Sony CEO Was Already Freaking Out About 'The Interview' This Summer

The US is finally getting ready to blame North Korea for the massive Sony Pictures Entertainment hack most likely linked to the movie “The Interview,” starring Seth Rogen and James Franco. 

But apparently problems with the movie started much sooner. Sony Corp.’s CEO was already freaking out over the summer about specific gruesome scenes in the movie “The Interview” that likely angered North Korea.

The movie tells the story of journalists instructed by the CIA to assassinate Kim Jong-un after scoring an interview with the North Korea dictator.

North Korea’s subsequent hack — which released tons of cringe-worthy emails — also revealed that Sony Corp’s CEO Kazuo Hirai was unusually involved in the production of “The Interview” after North Korea called the movie an “act of war” after seeing promos for it.

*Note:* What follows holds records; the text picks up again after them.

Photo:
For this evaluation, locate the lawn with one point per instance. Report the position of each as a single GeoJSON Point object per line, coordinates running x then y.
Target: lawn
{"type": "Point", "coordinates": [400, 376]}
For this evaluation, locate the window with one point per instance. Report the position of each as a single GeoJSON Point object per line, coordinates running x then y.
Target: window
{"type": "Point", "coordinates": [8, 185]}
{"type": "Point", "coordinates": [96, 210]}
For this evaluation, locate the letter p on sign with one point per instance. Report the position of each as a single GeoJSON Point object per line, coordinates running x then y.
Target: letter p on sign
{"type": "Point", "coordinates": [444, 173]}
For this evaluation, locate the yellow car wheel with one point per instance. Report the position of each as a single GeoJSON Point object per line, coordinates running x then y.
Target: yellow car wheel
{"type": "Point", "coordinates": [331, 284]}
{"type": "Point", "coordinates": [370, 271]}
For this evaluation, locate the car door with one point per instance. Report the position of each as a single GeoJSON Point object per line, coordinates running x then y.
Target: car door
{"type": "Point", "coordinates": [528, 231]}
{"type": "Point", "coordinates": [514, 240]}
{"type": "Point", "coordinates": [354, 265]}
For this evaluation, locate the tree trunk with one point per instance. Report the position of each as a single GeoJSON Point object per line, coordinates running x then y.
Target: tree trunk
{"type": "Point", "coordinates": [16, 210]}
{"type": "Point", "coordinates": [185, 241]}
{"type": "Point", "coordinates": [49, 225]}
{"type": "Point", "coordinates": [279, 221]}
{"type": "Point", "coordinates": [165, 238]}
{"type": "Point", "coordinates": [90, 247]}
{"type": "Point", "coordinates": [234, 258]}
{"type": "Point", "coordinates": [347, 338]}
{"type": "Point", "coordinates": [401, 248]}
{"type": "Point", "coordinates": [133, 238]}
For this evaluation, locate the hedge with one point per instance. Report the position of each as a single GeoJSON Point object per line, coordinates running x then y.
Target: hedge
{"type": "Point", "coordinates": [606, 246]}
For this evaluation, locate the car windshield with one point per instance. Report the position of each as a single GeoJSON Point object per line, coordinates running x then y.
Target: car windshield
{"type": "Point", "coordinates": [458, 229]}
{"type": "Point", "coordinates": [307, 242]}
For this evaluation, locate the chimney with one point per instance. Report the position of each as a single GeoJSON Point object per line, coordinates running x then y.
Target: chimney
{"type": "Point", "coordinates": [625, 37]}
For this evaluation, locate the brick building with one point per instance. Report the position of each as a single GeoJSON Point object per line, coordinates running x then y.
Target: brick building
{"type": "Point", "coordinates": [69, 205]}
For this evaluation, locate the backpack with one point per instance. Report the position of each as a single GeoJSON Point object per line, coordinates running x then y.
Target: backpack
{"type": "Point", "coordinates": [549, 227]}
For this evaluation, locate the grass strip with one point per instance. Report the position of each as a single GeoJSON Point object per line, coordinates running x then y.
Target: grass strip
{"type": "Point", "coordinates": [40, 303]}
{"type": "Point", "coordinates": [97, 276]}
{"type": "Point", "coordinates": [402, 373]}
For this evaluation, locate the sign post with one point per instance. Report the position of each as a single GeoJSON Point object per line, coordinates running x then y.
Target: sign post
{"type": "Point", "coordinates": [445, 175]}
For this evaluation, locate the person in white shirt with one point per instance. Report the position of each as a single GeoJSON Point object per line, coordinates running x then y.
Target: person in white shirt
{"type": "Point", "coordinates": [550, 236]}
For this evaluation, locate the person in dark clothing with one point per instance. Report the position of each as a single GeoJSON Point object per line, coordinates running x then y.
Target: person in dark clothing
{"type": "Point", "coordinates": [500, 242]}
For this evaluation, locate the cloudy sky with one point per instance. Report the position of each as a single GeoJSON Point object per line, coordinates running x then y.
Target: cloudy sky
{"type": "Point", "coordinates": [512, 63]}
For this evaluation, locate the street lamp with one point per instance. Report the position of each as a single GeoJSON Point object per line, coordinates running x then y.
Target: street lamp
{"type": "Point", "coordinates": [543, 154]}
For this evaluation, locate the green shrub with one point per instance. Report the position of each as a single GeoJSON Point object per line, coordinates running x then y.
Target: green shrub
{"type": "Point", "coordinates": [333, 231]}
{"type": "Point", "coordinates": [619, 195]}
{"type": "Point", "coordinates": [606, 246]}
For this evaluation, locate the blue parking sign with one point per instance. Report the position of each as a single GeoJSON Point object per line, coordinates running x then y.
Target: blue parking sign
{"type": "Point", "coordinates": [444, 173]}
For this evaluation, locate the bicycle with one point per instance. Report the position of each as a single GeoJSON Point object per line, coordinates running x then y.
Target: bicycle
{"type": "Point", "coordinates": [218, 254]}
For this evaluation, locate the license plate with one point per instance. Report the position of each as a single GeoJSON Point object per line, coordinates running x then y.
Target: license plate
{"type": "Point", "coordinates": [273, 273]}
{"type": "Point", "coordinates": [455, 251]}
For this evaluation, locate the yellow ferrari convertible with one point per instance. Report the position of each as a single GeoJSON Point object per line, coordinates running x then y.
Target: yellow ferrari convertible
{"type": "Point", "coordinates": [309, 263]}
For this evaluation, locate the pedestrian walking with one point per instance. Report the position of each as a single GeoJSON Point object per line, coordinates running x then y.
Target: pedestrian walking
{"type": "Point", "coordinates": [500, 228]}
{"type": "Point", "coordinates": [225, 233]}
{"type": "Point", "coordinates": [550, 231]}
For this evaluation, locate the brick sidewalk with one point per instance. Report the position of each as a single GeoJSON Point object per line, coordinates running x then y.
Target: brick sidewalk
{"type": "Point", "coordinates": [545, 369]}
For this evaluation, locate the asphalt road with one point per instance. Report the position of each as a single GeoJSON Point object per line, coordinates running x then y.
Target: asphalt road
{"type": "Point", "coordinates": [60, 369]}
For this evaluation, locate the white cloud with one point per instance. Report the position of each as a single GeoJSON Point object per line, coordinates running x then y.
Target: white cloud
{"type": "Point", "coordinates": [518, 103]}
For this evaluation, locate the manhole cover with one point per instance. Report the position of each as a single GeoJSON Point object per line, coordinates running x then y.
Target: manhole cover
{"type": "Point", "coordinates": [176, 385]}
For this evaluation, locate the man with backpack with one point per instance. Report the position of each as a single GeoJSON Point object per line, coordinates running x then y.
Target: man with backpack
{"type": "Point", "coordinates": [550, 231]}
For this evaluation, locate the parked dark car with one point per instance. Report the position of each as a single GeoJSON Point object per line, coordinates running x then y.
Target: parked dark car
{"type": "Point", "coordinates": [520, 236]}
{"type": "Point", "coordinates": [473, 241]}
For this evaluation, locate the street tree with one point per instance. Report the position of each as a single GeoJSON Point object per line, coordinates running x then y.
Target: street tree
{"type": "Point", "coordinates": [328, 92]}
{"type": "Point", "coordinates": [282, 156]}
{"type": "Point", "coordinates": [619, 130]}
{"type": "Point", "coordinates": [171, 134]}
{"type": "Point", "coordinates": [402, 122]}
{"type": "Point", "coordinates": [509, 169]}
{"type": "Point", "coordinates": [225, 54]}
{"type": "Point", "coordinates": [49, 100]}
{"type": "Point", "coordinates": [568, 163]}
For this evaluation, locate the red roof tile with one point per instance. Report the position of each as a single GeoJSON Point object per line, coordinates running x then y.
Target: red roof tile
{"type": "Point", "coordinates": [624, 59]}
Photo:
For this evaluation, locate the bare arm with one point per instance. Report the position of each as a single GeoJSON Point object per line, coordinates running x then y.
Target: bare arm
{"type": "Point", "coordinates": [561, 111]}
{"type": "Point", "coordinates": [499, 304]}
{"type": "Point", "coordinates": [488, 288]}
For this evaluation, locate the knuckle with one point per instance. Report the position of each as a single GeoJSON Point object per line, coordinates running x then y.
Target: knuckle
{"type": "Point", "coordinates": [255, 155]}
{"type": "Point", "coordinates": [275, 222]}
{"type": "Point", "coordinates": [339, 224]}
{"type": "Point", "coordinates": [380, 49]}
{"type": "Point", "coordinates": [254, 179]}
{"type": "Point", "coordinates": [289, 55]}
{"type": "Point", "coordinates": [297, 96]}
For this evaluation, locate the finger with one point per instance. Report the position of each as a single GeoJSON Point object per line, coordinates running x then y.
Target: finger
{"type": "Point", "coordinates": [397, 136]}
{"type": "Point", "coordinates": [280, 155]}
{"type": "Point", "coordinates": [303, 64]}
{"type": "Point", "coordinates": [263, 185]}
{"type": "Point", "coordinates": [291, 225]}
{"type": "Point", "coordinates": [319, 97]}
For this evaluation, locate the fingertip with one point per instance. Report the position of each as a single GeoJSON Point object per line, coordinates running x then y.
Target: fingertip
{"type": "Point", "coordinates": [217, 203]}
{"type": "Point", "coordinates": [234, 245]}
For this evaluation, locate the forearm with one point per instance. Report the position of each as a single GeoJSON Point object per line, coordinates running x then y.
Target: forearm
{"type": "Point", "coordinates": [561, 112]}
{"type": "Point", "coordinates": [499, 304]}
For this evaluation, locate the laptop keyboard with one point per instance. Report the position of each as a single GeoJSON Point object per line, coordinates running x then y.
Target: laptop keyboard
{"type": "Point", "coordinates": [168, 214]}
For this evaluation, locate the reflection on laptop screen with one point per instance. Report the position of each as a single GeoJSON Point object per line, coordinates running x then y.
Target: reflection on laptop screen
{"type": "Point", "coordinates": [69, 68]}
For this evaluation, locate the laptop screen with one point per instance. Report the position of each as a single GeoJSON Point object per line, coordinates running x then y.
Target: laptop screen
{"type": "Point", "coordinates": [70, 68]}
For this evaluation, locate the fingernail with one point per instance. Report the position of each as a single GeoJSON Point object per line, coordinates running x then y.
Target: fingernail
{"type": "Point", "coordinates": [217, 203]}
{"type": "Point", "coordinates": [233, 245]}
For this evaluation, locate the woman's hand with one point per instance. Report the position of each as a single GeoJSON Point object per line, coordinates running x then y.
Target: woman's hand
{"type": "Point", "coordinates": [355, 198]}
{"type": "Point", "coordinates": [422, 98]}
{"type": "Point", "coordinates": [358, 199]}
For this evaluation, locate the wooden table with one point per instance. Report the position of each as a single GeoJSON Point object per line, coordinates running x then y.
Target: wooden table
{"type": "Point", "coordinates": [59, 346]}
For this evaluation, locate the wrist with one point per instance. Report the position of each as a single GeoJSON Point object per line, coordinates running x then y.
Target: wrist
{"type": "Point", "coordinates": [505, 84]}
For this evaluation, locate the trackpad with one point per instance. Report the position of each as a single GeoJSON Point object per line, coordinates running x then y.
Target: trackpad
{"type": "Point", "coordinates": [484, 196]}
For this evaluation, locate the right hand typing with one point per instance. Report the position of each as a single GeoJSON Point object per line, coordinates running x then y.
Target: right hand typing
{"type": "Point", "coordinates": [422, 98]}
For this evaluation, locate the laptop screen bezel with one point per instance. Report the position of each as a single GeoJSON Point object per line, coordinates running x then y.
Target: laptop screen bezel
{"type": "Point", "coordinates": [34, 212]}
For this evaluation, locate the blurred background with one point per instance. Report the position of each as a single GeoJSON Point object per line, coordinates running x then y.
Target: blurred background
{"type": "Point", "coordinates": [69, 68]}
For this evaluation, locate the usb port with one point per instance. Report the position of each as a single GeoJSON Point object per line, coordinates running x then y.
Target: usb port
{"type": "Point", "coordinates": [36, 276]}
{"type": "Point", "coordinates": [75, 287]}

In fact, Hirai “broke a 25-year tradition” by interfering with the production of the irreverent comedy starting Seth Rogen and James Franco, The New York Times has reported. Generally, an executive from parent company Sony Corp. wouldn’t insert himself into the decisions of the company’s usually independent studio, Sony Pictures.

Hacked emails cited by The Times showed that Hirai told the studio to tone down a scene showing Kim’s head exploding. Seth Rogen sent an email to Sony Pictures executives that apparently addressed Hirai’s concerns about the exploding head. Here’s that email, via Gawker:


A few days later, Sony Pictures Co-Chairman Amy Pascal sent an email to Hirai outlining the ways in which the head-exploding scene was toned down. He ultimately approved “shot #337,” which cuts down on “face melting,” “fire in the hair,” “embers on the face” and the “head explosion,” according to Gawker.

Sony Corp.’s Japan-based CEO may have been more sensitive than American executives to the possibility of angering North Korea, as The New York Times reported. It was just 30 years ago that North Korea was still kidnapping Japanese so they could serve as Japanese-language instructors in North Korea, according to The Times.